Un patio y un árbol y un aroma: la niñez. El aire huele a tiempo. A todo el tiempo de una
vida. No sé aún lo que significa esa palabra; seguramente nunca lo sabré. Solo sé que mis
pulmones no son tan grandes como para albergar toda esa esperanza.
Olfateo y siento que el viento limpio de la mañana me trae los aromas que me parieron.
El olor de la cebolla friéndose en la perola. El olor de las lentejas recién hechas, el del
pescado fresco friéndose en la sartén envejecida. El olor de mis nostalgias, de lo pasado sin retorno.

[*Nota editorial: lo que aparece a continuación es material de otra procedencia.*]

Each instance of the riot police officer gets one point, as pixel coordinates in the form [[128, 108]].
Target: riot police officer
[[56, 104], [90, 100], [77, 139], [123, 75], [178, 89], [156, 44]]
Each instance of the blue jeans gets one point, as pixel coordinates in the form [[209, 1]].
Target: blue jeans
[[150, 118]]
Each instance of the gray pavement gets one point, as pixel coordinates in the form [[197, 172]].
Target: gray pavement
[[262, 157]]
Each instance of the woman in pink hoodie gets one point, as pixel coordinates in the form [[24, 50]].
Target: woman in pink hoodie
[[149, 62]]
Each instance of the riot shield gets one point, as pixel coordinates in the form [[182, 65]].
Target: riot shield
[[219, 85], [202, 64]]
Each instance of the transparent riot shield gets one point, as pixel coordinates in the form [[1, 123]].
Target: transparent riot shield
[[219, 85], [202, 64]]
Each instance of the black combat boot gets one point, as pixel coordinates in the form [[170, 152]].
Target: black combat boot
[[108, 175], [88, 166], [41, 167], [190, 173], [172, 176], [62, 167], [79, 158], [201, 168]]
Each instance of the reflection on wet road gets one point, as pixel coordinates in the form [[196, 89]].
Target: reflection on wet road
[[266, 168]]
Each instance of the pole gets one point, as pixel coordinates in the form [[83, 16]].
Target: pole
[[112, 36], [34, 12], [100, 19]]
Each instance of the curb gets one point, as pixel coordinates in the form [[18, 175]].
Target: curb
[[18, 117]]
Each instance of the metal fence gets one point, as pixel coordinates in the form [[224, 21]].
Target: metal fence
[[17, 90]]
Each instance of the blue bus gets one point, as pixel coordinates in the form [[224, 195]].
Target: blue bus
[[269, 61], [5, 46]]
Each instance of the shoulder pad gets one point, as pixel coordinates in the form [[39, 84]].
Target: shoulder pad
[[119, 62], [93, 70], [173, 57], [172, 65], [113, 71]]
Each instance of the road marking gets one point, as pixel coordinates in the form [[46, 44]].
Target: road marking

Aferraba con fuerza mi pequeña mano la suya. Sus manos firmes, grandes,
acogedoras. Sus manos de piel curtida, llenas de las asperezas dejadas por los quehaceres
diarios. Sus manos como el lecho donde reposar mis inseguridades y mis miedos.
Así nos sumergíamos en aquel espacio sin límites definidos. No definidos en mi
mente infantil. No en mi mente pero sí eternamente en mi alma, mi alma de niña.
Aspiraba el olor de esa realidad, la inhalaba y me dejaba inundar por sus aguas cristalinas hasta
que casi no podía respirar.
Después hay más, o menos. Después no es ya aquella ciudad de mi infancia: clara y
límpida. Después aparece en el horizonte de mis recuerdos la otra ciudad: inabarcable,
imposible, hostil.
Aferra delicadamente mi mano la suya. Empequeñecida y plegada en sí misma a través de
circunvoluciones tortuosas, rugosa como la mano de un bebé, transparente casi en su inevitable
fragilidad. Sus manos que esperan ansiosas ser guiadas hacia un destino desconocido e
insospechado.
Su reposo en mí, su abandono a mis seguridades y certezas. Nos sumergimos en un espacio sin
contornos, en un espacio ocupado por sus olvidos. Y no sé si me quiere ni siquiera mirar cuando
comprende que mi alma ya adulta no sabe dar cobijo a su perdida mente anciana. Y me siento yo
niña perdida en mí, en esta recién parida yo adulta que recuerda el aroma de la realidad que ella
supo inventar para mí y que ahora inexorablemente se ahoga en su acuoso mirar.